PDA

View Full Version : Solved: Validating mixed font strings



gmaxey
08-18-2010, 06:07 PM
I have a very large manuscript with thousands of sentences that have a very specific sentence reference number format and spacing requirement.

E.g.,

End of one sentence(normal period)(normal space)(superscript space and reference number)(superscript non-breaking space)Start of next sentence.

Unfortunately over the many years and many editors there are hundreds of spacing and formating errors throughout the manuscript. One thing that is relatively stable is the end of sentence marks (.!?) are normal script and the reference is superscript.

There are many places where the normal sentence stop (period, question mark, exclamation point) is butted up to the superscript reference number with no spacing:

End of sentece.(superscript number)Start of next sentence.
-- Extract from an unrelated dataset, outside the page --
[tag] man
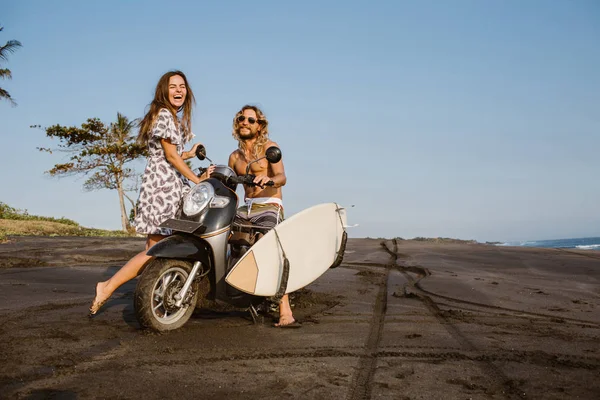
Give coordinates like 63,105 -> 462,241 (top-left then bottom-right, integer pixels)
228,104 -> 298,328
I have worked out the a process that resolves all the issues that I have found. However the one required to find and the example above and place in one space (which I resolve to one normal and one superscript later) is very clunky due to the mixed script and the presence of many other superscript text instances in paragraphs like the paragraph reference format: T23.1.2 [23] (T23.1.1) 1 Start of first sentence paragraph.

Here is the code that I am using to find these butted up instances (no space) and add one space.

Sub FixNoSpaceBefore(ByRef oRngFix As Word.Range)
Dim oRngProcess As Word.Range
Set oRngProcess = oRngFix.Duplicate
With oRngProcess.Find
.ClearFormatting
.Replacement.ClearFormatting
.Text = "[.\?\!,;][0-9]"
.MatchWildcards = True
.Wrap = False
While .Execute
With oRngProcess
If .Characters.First.Font.Superscript = False And .Characters.Last.Font.Superscript = True Then
.Text = .Characters.First & " " & .Characters.Last
.MoveStart wdCharacter, 1
.Font.Superscript = True
.Collapse wdCollapseEnd
End If
End With
Wend
End With
End Sub

The problem of course is that this process is evaluating "all" instances of period(no space)number and manipulating the text where required rather than finding only those instances where the period is normal script and the number is superscript.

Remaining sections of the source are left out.